Il raggiro consisteva nel pubblicare finti annunci di affitto su piattaforme come Facebook Marketplace, convincere le vittime a visionare l’immobile – in realtà un b&b – e incassare una caparra prima di sparire nel nulla.
L’indagine grazie alla denuncia di una cittadina straniera
La truffa è emersa grazie alla segnalazione di una donna straniera, che aveva risposto a un annuncio per un appartamento a Guidonia. Insospettita dal modus operandi, ha contattato i carabinieri, i quali hanno avviato un’operazione di osservazione e verifica.
Gli agenti hanno scoperto che l’immobile in questione non era altro che un b&b nella zona di Villanova di Guidonia, con il gestore completamente ignaro dell’attività illecita in corso.

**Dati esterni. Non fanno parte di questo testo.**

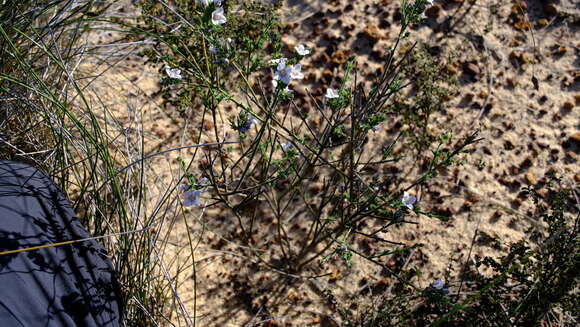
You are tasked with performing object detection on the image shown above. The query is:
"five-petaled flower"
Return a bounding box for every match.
[199,0,222,7]
[270,58,304,87]
[280,142,292,152]
[401,191,417,210]
[211,7,227,25]
[238,115,257,133]
[324,88,339,99]
[179,177,209,207]
[165,66,181,79]
[294,44,310,56]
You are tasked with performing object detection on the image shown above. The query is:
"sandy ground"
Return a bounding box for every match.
[83,0,580,326]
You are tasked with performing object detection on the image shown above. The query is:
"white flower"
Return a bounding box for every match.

Arrestati con i soldi in mano
Dopo l’appuntamento fissato per la visita, la donna ha consegnato 700 euro di caparra. A quel punto i militari sono intervenuti, fermando la coppia con il denaro ancora in possesso. Ulteriori controlli hanno rivelato che l’uomo si era registrato al b&b con un documento falso, intestato a un’altra persona ma con la sua foto.

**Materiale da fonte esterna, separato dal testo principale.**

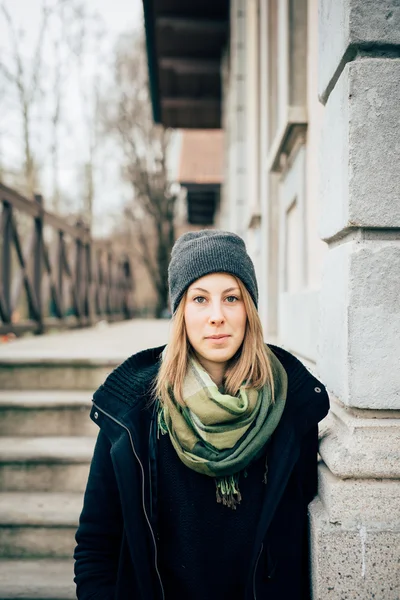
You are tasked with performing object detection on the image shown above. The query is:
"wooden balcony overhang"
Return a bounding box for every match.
[143,0,229,129]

Per questo motivo, al 53enne è stato contestato anche il reato di possesso di documento d’identità falso, oltre alla truffa. L’intervento rapido dei carabinieri ha evitato che altri ignari cittadini potessero cadere nella rete dei due truffatori.
Un monito contro le truffe online
L’episodio riaccende l’attenzione sulle truffe immobiliari via web, un fenomeno sempre più diffuso. Le forze dell’ordine raccomandano la massima prudenza nel trattare affitti online, invitando a verificare sempre la veridicità degli annunci e la regolarità dei contratti prima di versare somme di denaro.